Contemporary Native American painter Tony Abeyta finds emotion in landscape.
Tony Abeyta paints remote regions, but his landscapes are neither still nor silent. They seem to pulsate with activity, and one can almost hear a sort of sound when looking at them, as if they were emitting vibrations. Abeyta’s skies are striated with zigzag brushstrokes that seem to depict lines of force that are always there but normally invisible to the eye. And when the skies let loose with rain, drenching the mountains, trees, or desert beneath, the rain comes down in stylized bolts that look like extensions of what has been going on up in the clouds. Abeyta does a lot of his work in the Santa Fe area, where he has a home, and his approach captures the special dynamism of the New Mexico landscape, in which the light is quick to shift and the weather sweeps across the wide skies. “The way I look at landscape,” says the artist, “it’s specifically tied to certain places, certain times and seasons, the way the clouds move, the changing weather. This is nature’s language.”
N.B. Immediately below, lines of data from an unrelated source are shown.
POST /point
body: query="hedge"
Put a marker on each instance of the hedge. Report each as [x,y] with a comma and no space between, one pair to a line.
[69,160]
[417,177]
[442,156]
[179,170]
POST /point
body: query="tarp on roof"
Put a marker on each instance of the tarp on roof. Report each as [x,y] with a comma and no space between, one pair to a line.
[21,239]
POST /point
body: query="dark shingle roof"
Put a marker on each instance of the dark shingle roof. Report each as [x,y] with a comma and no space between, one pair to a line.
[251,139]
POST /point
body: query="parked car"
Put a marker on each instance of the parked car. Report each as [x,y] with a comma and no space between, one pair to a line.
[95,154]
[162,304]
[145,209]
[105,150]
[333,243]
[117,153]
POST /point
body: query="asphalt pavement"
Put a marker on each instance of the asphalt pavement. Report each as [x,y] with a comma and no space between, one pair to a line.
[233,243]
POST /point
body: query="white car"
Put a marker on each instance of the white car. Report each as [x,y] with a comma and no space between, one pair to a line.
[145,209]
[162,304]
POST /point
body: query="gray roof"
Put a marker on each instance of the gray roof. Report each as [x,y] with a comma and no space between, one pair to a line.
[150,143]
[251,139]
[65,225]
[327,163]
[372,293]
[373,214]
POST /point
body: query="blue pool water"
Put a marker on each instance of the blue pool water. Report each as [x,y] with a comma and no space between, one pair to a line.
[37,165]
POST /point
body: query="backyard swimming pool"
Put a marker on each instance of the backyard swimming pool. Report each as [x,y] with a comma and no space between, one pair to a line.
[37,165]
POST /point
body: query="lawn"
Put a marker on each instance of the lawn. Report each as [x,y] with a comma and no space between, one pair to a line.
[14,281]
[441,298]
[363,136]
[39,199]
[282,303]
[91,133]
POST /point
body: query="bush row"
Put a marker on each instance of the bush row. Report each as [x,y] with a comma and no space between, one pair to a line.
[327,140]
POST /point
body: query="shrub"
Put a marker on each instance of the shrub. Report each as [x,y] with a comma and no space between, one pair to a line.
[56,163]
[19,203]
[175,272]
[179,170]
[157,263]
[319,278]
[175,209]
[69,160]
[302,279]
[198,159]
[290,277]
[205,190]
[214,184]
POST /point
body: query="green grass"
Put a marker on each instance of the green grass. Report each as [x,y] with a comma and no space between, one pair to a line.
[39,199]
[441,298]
And yet Abeyta’s art is fundamentally human-centric. “The real meat and potatoes for me about painting landscape,” he says, “is what does it evoke in our human consciousness. What do we derive from the light, darkness, rain?” Abeyta is Navajo, and his relationship to the land, especially that of New Mexico, is profoundly informed by his culture. The Navajos, in common with most Southwestern Indians, believe that their ancestors came up from the underworld into this world in primordial times. That origin myth resonates for him: “I’m Native American, indigenous, a man birthed from the underworld. I’m Navajo. And I honor that in creating work that addresses that.” In his earliest work, starting in the mid-1980s—Abeyta was born in 1965—he directly depicted Navajo myths and symbolic figures in his paintings.